Сквозь слезы, со всхлипыванием она прерывисто выпаливала то с отчаянием, то с ожесточением:
— Он мне никогда ни одного слова не сказал, не разозлился! Не обругал! Он со мной одинаковый всегда! Он меня только жалеет! Хоть бы одно несправедливое слово крикнул за всю жизнь!.. Лучше бы стукнул как следует, и потом мы бы помирились. Не желаю, чтоб меня вот просто так жалели!..
Володя плаксивым, жалобным от сочувствия голосом, растерянно и умоляюще ныл:
— Ну не надо!.. Ну уж так-то не надо!.. Ну ничего!.. — Раза два даже попробовал её погладить по затылку, но сам испуганно отдёргивал руку. — Ну, ты не отчаивайся, раз ты его любишь, он потом, может, тебя тоже полюбит. Как это так?.. Тебя-то? Ну, обязательно.
— Мало ли, что я его люблю! — отчаянно мотала головой Оля. — А жаления мне не надо!.. Мало ли кто любит, я тебя тоже люблю, а жалеть меня всё равно не позволю… Не могу я этого выносить… Знаешь что? Давай мы вот сейчас рассоримся на всю жизнь! Давай!
— Не желаю. Что ты, с ума сошла? Ссориться!

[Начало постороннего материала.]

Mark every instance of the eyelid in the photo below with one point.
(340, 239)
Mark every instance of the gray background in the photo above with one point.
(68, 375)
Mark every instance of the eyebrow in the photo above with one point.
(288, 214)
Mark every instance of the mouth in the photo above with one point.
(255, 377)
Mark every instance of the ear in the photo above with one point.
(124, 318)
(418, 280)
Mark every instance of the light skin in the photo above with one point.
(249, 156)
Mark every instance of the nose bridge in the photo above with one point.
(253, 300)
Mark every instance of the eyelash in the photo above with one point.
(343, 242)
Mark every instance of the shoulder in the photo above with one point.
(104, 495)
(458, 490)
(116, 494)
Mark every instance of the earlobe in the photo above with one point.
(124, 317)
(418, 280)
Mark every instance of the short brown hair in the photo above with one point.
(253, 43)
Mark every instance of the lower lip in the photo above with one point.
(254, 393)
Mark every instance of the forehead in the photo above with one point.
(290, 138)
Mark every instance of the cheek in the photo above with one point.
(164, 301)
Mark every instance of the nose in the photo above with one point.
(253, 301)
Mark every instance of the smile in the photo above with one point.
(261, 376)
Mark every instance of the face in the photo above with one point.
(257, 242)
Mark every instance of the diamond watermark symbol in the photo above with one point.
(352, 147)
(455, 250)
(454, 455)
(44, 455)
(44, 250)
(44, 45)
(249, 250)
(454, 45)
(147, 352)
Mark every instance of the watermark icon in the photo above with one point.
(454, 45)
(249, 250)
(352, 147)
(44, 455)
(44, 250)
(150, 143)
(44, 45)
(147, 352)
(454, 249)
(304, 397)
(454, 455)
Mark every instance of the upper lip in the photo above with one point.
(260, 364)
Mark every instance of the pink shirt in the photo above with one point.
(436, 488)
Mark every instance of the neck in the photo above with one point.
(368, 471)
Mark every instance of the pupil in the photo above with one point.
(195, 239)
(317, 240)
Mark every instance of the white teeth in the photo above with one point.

— Почему ты какой-то такой. Я тебе вот что… А ты не обижаешься. Ты тупой, что ли?
— Обижаюсь. Мне очень обидно. Как это не обижаюсь?
Оля повернулась и долго, внимательно посмотрела ему прямо в лицо. Потом уронила голову себе на плечо и ещё поглядела на него сбоку.
— Ну, не сердись. Я же тебе сказала, что я необузданная свинья. Не сердишься?
— Что ты, даже наоборот.
Ей легче на душе стало, когда она выговорилась и отревелась. Она даже улыбнулась, несмело и смущённо.
— А как это бывает наоборот?.. Ну ладно, молчи… Знаешь, раньше хорошо было. Люди сначала все говорят друг другу «вы», а подружатся и переходят на «ты». А мы сразу начали на «ты», нам и менять нечего. Хочешь, будем на "вы"?
— Не выйдет, пожалуй, у нас.
— Вот до того угла наперегонки!.. Бежим!
Они бросились бежать до углового забора и остановились, запыхавшись.
— Владимир… как?..
— Степаныч.
— Степаныч, начиная от этого угла я разрешаю вам говорить мне «ты». Исключительно в виде почтительного знака дружбы. Хотите?
Глава шестнадцатая
Мама прошла последнюю комиссию, её хвалили, но режиссёр ещё хотел порепетировать с двумя клоунами, и подобрать музыку, и кое-что доделать в реквизите.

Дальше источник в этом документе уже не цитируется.